Егор Ковальков женился поздно, почти в сорок, и как-то нечаянно. Невысокий, худой, в молодости даже щуплый — такие как он и в тридцать лет со спины кажутся подростками, с рано наметившимися залысинами и большими некрасивыми руками, Егор у женщин популярностью не пользовался. Стеснялся, двух слов связать не мог и, махнув на себя рукой, полностью погрузился в работу, благо хоть работа доставляла удовольствие. Оперировал, частенько оставался на ночные дежурства вместо более удачливых в личной жизни товарищей, оставался охотно, по своей воле, потому что какая разница, на какой кушетке коротать ночи — в ординаторской или в своей холостяцкой квартире, если уж всё равно бок рядом никто не греет. И неизвестно, докуда бы он дошёл в своей аскезе, если б соседка по отсеку не сосватала ему Варю, маленькую, востроносую и некрасивую, похожую на юркую, испуганную птичку, и Егор сдался, сказал себе: ну пусть хоть такая жена, раз другой ему судьба всё равно не дала. Не обязательно же любить.

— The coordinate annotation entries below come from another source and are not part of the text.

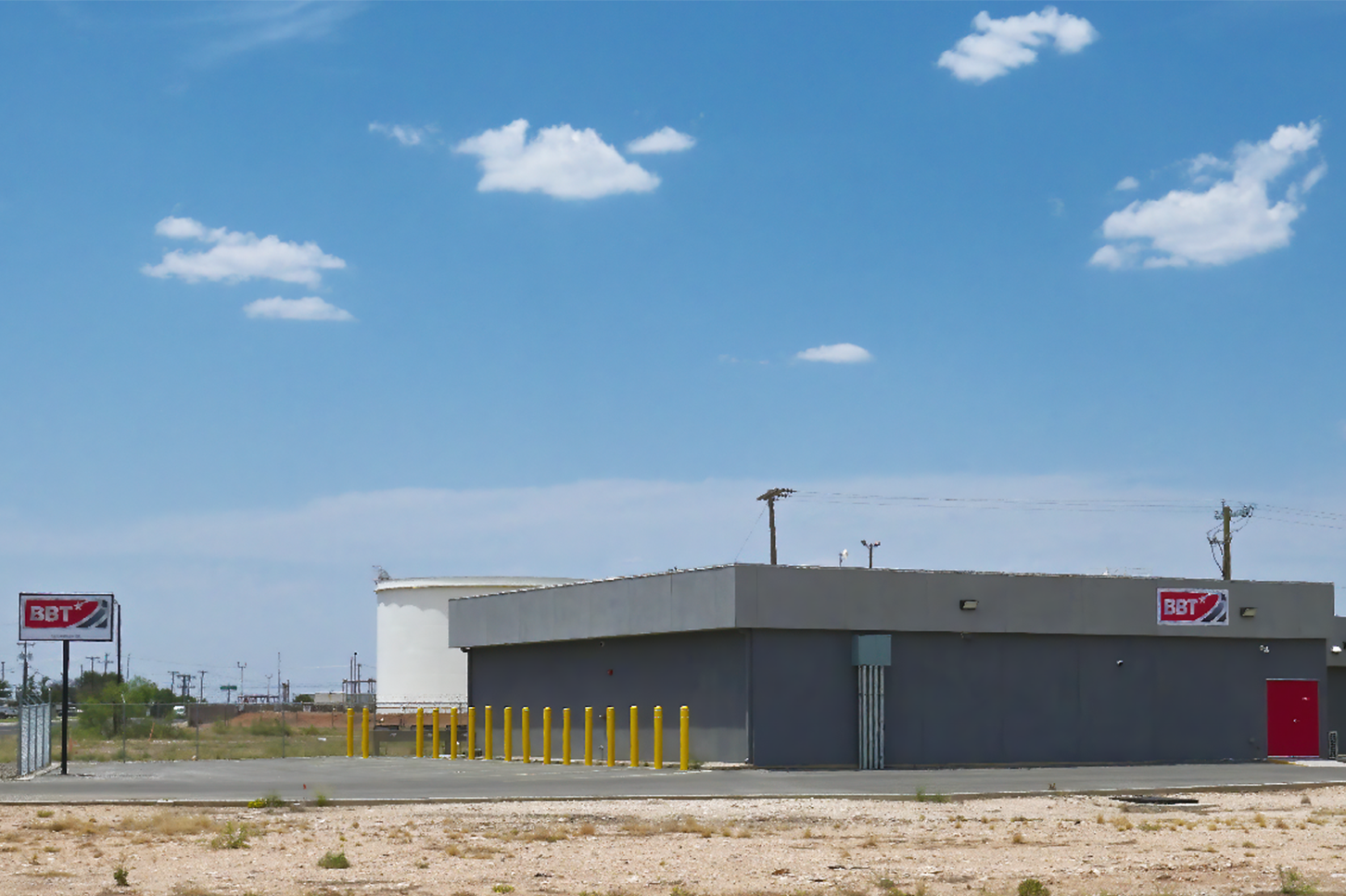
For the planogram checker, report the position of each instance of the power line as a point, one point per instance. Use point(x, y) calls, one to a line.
point(1093, 505)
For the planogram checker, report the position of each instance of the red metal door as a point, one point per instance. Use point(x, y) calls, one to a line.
point(1291, 717)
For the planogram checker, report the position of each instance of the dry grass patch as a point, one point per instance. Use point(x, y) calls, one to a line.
point(171, 824)
point(69, 824)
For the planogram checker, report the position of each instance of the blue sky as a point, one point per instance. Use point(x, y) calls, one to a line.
point(1105, 272)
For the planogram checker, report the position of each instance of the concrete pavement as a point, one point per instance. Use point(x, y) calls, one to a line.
point(393, 779)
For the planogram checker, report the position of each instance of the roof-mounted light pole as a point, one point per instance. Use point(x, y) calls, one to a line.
point(770, 498)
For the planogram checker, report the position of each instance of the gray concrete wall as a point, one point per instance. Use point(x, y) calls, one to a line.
point(857, 599)
point(707, 672)
point(1337, 705)
point(1024, 699)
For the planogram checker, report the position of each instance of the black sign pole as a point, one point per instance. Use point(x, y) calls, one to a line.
point(65, 701)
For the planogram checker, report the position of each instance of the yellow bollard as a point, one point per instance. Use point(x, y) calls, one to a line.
point(636, 738)
point(658, 738)
point(471, 732)
point(611, 736)
point(684, 736)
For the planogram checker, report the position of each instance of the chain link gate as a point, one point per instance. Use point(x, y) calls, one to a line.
point(34, 749)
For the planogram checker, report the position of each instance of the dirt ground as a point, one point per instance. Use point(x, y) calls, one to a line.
point(1230, 842)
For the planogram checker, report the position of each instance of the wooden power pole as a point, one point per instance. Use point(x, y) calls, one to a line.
point(770, 498)
point(1224, 541)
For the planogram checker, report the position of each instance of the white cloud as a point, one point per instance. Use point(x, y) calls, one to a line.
point(250, 26)
point(560, 161)
point(1002, 44)
point(843, 353)
point(663, 140)
point(405, 134)
point(306, 309)
point(238, 256)
point(1235, 218)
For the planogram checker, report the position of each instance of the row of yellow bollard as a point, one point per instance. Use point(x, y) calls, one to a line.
point(526, 729)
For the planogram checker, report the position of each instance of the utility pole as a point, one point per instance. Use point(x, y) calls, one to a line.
point(770, 498)
point(24, 655)
point(1220, 545)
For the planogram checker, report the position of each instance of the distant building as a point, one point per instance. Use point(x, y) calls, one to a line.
point(416, 666)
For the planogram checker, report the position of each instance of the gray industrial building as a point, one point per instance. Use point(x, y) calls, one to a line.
point(800, 666)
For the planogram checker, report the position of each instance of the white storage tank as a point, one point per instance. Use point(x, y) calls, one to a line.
point(414, 663)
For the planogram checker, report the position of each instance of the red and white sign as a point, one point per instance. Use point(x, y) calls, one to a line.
point(1193, 607)
point(65, 616)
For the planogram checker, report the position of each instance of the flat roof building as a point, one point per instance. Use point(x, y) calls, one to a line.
point(794, 666)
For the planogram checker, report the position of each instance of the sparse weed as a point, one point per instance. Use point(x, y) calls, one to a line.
point(1292, 883)
point(232, 837)
point(1033, 887)
point(270, 801)
point(334, 860)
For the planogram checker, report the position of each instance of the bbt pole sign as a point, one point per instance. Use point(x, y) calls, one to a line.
point(65, 616)
point(1179, 607)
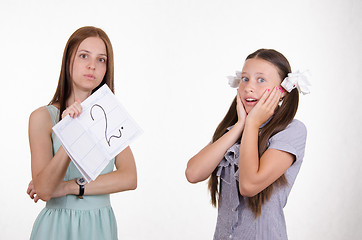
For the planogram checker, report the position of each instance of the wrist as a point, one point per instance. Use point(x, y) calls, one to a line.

Он совершенно искренне так думал, подшучивал по-идиотски над ней, посмеивался, глядя, как краснеет кончик её острого носа, несоразмерно длинного на маленьком и некрасивом детском лице, и только когда Варе поставили страшный диагноз, вдруг растерялся, испугался больше, чем она, и однажды, вскочив посередине ночи с кровати, после нескольких бестолковых часов, проведённых без сна, вдруг понял, что любит. Любит эту женщину — маленькую, некрасивую, смешно краснеющую, не имеющую никаких особых талантов и достоинств, просто потому что она — его Варя.
Мало-помалу Егор успокоился. Даже когда перебирал дрожащими руками листочки с Вариными анализами и снимки в кабинете Мельникова, уже понимал, что почти спокоен — голова была ясная, и ум врача, острый и рациональный, быстро просчитывал все варианты. Да и мягкий голос Олега приносил облегчение. Мельников, этот спесивый гордец, жёсткий с подчинёнными, насмешливый с приятелями, при общении с пациентами и их родственниками кардинально менялся, словно сбрасывал надоевшую личину высокомерного позёра, обнажая то, что скрывается под ней — бережного и чуткого человека. Сейчас Егор был для Мельникова не подчинённым, а мужем пациентки, и Олег спокойно и чётко обрисовывал всю текущую картину, дополняя те рассуждения, что звучали и в голове самого Егора. И становилось легче. И даже плановость операции утешала, вселяла надежду.
Гром грянул неожиданно. Закон, в принятие которого никто не верил — у них в больнице уж точно, выстрелил Егору, что называется, в спину. В коридорах и в ординаторской шептались, ещё не зная, как правильно на него реагировать, но Ковалькову было не до этого. В мозгах билась только одна мысль — Варя, её операция, как же… что же теперь…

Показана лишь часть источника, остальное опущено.